Question

The function ƒ is given by fx=x³+x . Which of the following statements is true and supports the claim that f is an odd function and not an even function?

A) f (0) =-f (0)
B) -f(3) = f(3)
C) f(-3) =f (3)
D) f(-3) =-f (3)

Answer 1

The function given is f(x)=x³+x. To determine if it is an odd function, we evaluate f(-3) and -f(3). Since f(-3)=-33 and -f(3)=-30, we can conclude that f is an odd function. Therefore, the correct answer is D).

Step-by-step explanation:

The function ƒ is given by f(x)=x³+x.

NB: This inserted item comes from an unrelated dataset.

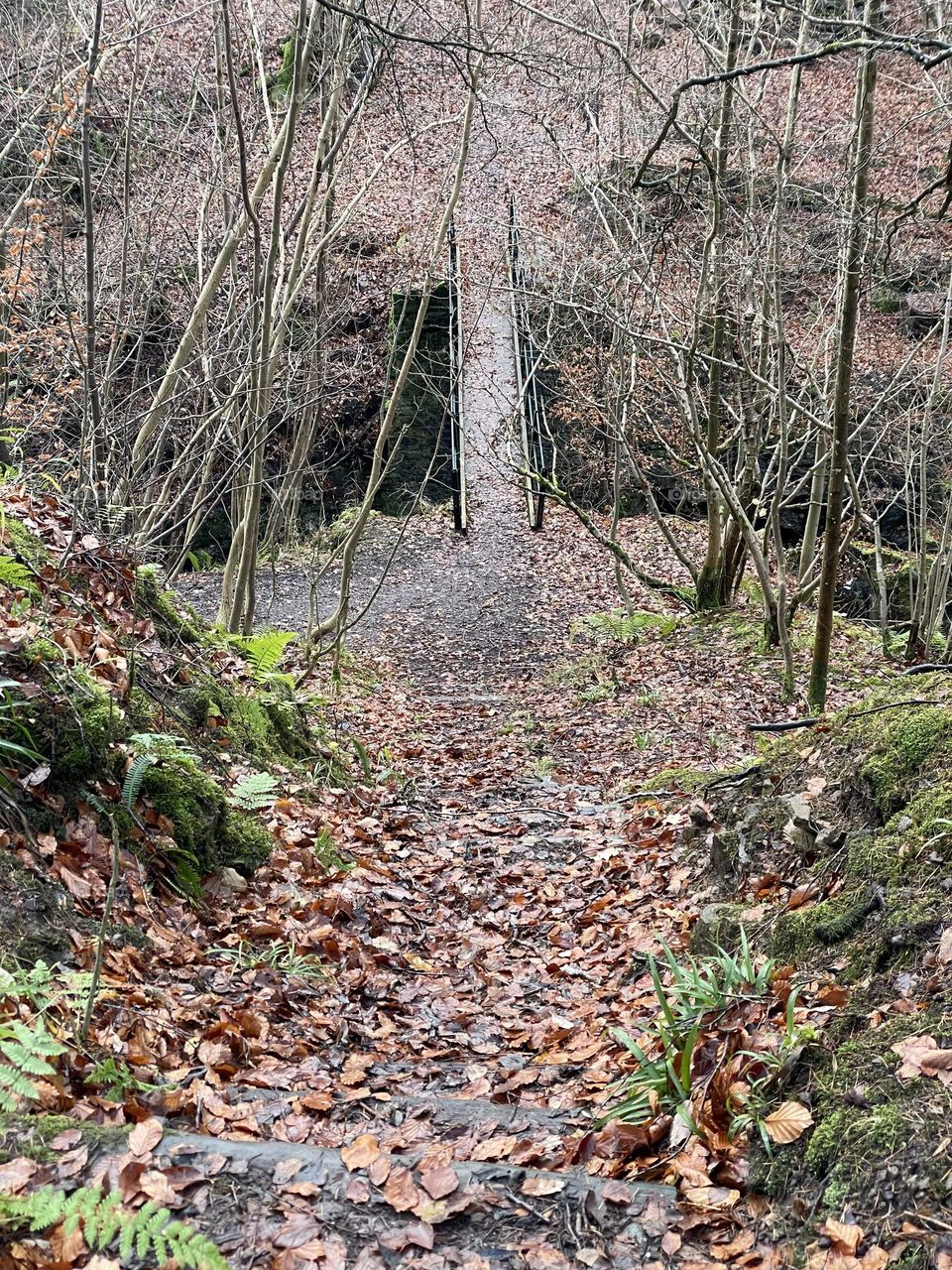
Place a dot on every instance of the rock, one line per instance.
(921, 312)
(230, 879)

To determine whether f is an odd function or an even function, we need to check certain properties:

1. An odd function satisfies the property f(-x)=-f(x).
2. An even function satisfies the property f(-x)=f(x).

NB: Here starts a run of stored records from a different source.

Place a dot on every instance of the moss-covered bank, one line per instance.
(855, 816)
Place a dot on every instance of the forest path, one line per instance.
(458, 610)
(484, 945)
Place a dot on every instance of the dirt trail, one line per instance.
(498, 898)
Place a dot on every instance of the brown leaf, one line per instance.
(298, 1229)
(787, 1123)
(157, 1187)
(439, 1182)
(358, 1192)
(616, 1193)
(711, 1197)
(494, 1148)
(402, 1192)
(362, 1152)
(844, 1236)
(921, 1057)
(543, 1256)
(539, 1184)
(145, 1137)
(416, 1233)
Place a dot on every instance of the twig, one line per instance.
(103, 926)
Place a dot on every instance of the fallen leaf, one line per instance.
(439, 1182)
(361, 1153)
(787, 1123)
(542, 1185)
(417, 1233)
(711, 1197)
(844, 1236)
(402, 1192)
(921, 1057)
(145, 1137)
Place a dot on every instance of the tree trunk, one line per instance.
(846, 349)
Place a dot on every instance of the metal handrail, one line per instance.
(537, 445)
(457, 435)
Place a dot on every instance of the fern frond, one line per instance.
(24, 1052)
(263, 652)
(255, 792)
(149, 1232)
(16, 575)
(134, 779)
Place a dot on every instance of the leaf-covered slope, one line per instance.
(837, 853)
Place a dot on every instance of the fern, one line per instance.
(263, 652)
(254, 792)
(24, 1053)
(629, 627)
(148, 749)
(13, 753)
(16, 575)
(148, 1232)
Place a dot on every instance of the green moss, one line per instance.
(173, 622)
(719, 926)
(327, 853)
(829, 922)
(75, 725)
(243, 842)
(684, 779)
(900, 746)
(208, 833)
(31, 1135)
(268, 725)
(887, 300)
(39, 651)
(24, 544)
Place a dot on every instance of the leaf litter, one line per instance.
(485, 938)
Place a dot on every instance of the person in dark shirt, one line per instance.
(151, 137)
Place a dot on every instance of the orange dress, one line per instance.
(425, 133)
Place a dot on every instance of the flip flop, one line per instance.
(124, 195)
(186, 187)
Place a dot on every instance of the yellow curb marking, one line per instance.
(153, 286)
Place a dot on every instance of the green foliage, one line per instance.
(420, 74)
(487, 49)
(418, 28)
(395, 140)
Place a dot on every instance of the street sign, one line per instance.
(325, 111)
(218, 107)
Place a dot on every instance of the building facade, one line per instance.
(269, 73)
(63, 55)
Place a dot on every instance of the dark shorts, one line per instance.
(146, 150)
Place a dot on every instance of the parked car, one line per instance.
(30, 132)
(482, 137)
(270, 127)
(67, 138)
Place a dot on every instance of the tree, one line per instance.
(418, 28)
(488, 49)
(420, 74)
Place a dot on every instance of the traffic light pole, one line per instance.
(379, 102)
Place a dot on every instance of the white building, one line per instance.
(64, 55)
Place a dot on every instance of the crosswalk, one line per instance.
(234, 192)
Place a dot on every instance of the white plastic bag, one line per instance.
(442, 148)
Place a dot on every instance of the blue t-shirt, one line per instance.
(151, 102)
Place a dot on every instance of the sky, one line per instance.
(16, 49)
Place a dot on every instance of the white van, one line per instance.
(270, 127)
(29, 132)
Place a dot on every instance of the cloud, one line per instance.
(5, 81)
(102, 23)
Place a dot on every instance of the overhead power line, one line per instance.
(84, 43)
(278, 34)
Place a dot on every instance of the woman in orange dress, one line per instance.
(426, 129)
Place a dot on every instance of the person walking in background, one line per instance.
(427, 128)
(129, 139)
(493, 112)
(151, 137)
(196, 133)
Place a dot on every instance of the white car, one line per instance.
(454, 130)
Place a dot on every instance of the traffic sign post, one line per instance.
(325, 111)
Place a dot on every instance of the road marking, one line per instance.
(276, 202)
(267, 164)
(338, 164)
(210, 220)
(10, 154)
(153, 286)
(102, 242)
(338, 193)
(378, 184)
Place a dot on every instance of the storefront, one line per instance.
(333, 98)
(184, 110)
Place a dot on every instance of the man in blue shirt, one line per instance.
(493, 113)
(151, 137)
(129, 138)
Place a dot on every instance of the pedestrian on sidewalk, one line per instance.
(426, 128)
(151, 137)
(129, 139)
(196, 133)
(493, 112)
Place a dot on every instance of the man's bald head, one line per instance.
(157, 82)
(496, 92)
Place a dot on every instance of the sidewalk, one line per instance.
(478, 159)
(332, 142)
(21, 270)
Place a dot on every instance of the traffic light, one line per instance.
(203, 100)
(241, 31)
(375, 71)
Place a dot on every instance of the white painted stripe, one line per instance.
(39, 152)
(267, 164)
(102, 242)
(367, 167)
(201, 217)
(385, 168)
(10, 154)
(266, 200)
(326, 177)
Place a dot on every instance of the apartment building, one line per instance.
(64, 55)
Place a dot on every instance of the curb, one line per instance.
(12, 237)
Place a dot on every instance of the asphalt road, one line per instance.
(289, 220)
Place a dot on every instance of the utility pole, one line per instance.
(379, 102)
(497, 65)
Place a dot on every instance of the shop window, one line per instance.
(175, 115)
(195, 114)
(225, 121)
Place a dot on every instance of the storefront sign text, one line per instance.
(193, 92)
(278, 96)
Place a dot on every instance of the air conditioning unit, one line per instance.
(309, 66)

Let's evaluate the function at x=0:

• f(0)=0³+0=0. Now let's check if f(-0)=-f(0):
• f(-0)=(-0)³+(-0)=0. Since f(-0)=f(0) and not -f(0), this indicates that the function f is not an odd function. Therefore, the correct answer is not A). Now let's examine the other options:
• -f(3)=-(3³+3)=-30, but f(3)=3³+3=33. Therefore, B) is incorrect.
• f(-3)=(-3)³+(-3)=-33, but f(3)=3³+3=33. Therefore, C) is incorrect.
• f(-3)=(-3)³+(-3)=-33, but -f(3)=-(3³+3)=-30. Therefore, D) is true and supports the claim that f is an odd function and not an even function. Therefore, the correct answer is D).